Left to right, up and down, my gaze travels across the map now infused behind my eyelids. The longer I focus on one area, the larger the image appears; the more detail is shown, as if my mind were a candle flame, illuminating the darkest corners.
Slowly my vision returns as I open my eyes, looking back to the map that has now withered to a dull ember on top of the rock. My shadows stir restlessly at my feet, as stone shifts behind me.
My muscles freeze, but the current within my veins grows warmer the harder my heart pumps. A molten core ready to erupt.
A feverish need to unmask my stalker takes hold, my neck stiffening as I’m drawn toward the noise. A jagged rift in the darkness takes form—the unmistakable outline of a man.

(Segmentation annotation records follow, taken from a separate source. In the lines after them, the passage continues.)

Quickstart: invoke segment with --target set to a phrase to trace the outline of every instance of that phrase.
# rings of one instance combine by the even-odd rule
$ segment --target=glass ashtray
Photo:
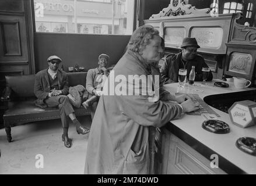
[[[202,127],[209,132],[216,134],[227,134],[230,131],[229,126],[227,123],[217,120],[205,120],[202,124]]]
[[[241,151],[253,156],[256,156],[256,139],[242,137],[236,141],[236,146]]]

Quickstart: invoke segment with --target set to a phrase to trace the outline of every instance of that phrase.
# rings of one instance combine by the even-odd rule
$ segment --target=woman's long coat
[[[128,75],[150,74],[149,67],[139,55],[128,50],[111,73],[128,80]],[[111,73],[103,91],[110,92]],[[173,102],[149,102],[147,95],[101,96],[89,134],[85,173],[148,174],[149,127],[177,119],[181,110]]]

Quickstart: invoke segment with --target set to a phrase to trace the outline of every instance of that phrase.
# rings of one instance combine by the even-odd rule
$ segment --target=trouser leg
[[[45,102],[48,107],[58,107],[60,113],[62,127],[68,128],[68,115],[73,113],[74,110],[69,102],[68,98],[65,95],[52,96],[45,99]]]
[[[93,120],[94,117],[95,112],[96,111],[97,106],[98,105],[98,101],[94,102],[91,106],[91,113],[92,120]]]

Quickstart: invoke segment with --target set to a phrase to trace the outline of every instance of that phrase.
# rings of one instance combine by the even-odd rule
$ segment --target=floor
[[[90,116],[78,120],[90,127]],[[0,174],[83,174],[89,134],[78,135],[71,124],[71,148],[61,140],[61,120],[27,123],[12,128],[13,141],[6,140],[0,129]]]

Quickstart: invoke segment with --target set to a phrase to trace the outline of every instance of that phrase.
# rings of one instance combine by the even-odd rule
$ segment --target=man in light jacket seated
[[[127,51],[104,84],[90,132],[85,174],[148,174],[149,127],[160,127],[198,109],[186,95],[166,92],[152,98],[149,94],[152,76],[156,76],[155,92],[160,79],[150,64],[159,61],[163,52],[158,30],[143,26],[134,31]],[[136,81],[139,77],[145,81]],[[143,92],[145,84],[148,91]]]

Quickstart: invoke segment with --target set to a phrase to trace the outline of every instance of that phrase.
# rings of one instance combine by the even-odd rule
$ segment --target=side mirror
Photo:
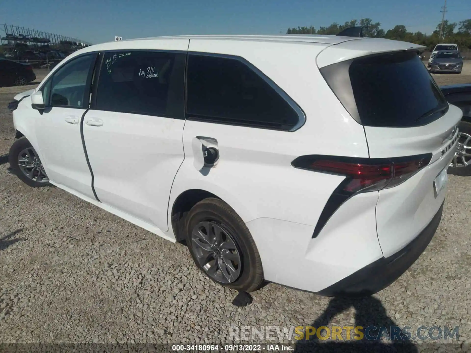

My pulse bolts, a wild animal thundering against the bars of my ribs.
Run.
A tug deep in my spine pulls me toward another opening, diverting me into another dark passageway. Another step into the unknown.
Without hesitation, I sprint towards it. Agony burns through my legs, every fibre of muscle trapped within a corrosive firestorm, as I push harder and faster away from my pursuer.
Sweet, coppery liquid fills the back of my throat, as my lungs are stripped raw, but I refuse to stop, not daring to chance a look back.
A beam of light from the opening ahead points the way to freedom, like a lone star on an artificial night.
The claustrophobic weight of the stone breaks, giving way to a vast, open hollow. The air is brittle and thin, smelling of ancient decay and new growth, but I drink it in—a desperate fuel that stifles the rising fire in my chest.
My head twists, losing a vital second of focus on the terrain before my foot catches on a root, as I fall hard onto the mossy ground.
The impact forces the breath from me; Yara’s bag tumbling from my shoulder, the contents spilling onto the ground like fallen leaves. Dragonious trees spin, a haze of scales blurring in my vision as the shadows close over me. No, this can’t happen now.
The world breaks once more.
* * *
I’m not in the forest anymore. I’m standing in black, endless and suffocating. Stars burn too close above, bejewelled grains of light in a ceiling of velvet. The ground hums beneath my feet, pulsing like a steady, resonant thrum.
And there, in the distance. A woman.
Waves of cold reach out with icy fingers, trying to pull me closer. Pale hair drifts on a wind like golden smoke. Eyes as black as coal shift, as the gaze slides over me. Fear dries my tongue, which swallows all sound. Not like screaming would do any good here.
Pounding echoes in the quiet chamber of my mind, as my ears give noise to my heart beating frantically in my chest. The corners of her mouth turn upward into a genuine smile, as the words she doesn’t give voice to slither in my skull.
Well done my child. You’ve taken the first step.
Her voice is everywhere and nowhere at the same time, pressing against the marrow in my bones. I try to speak, but the pressure in my throat seals the words away, drowning them before they can reach the surface.
The space where she stands yawns into an open void, until it consumes me.
I fall—and this time, the dark reaches back.